For me, I was fascinated by his model, which took the fields of embryology, vertebrate evolutionary biology, and the Chinese meridian maps and combined them to understand the human body and human movement. Combining history and science is one of my favorite topics so I was completely engaged. I also quickly learned the actual reasons behind some of the connections of the body and movement I have anecdotally noticed for my 13 years as an athletic trainer and movement practitioner. These connections, which I used to reach for explaining under the anatomy train model, or fascial connection model came alive as I learned the contractile field model and especially the embryology and evolutionary biology part of it.

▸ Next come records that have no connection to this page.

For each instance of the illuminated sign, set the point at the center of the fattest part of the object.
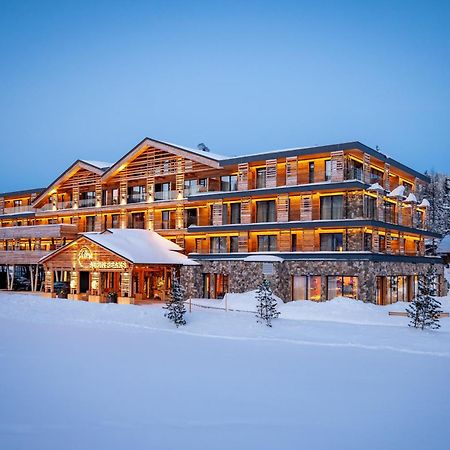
(85, 256)
(108, 265)
(86, 260)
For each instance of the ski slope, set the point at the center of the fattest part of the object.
(335, 375)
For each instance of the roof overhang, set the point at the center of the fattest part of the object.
(147, 143)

Understanding the contractile field model allows you to notice patterns and quickly address primary restrictions in the model to aid in optimizing the function of the human body, especially locomotion. The practical application of this model of movement really lies in the understanding of biomechanical tune.
What it is, how we can assess it, and how we can improve it.
Biomechanical tune, is referring to how resilient the body is in terms of basic mobility, stability, and strength. Just like a car or musical instrument, when it is out of tune it does not perform well and is more likely to break down. Dr. Beach describes an assessment of biomechanical tune through identifying the ability to access the 12 common rest postures that are common to all mankind across all time frames including evolution of the species and development of each individual.
They are emergent patterns of the biological system, meaning the cellular intelligence has remembered these positions of postures of rest and the ability or inability to tap into this biological memory is what allows your body to truly rest and recover allow homeostasis to occur. There are two primary patterns of rest postures, linear and turned out positions. Typically there is a preferred pattern for each individual though both need to be accessible to be in tune.
These postures require foot and ankle mobility, hip mobility, spine mobility, and shoulder mobility. The postures are: supine lying with arms overhead, prone lying with arms overhead, and side lying with arm under head in a straight or bent position, Japanese sitting, toe sitting, drinking position, long sit, neanderthal sitting, cross legged, half lotus, side siting, and full squat.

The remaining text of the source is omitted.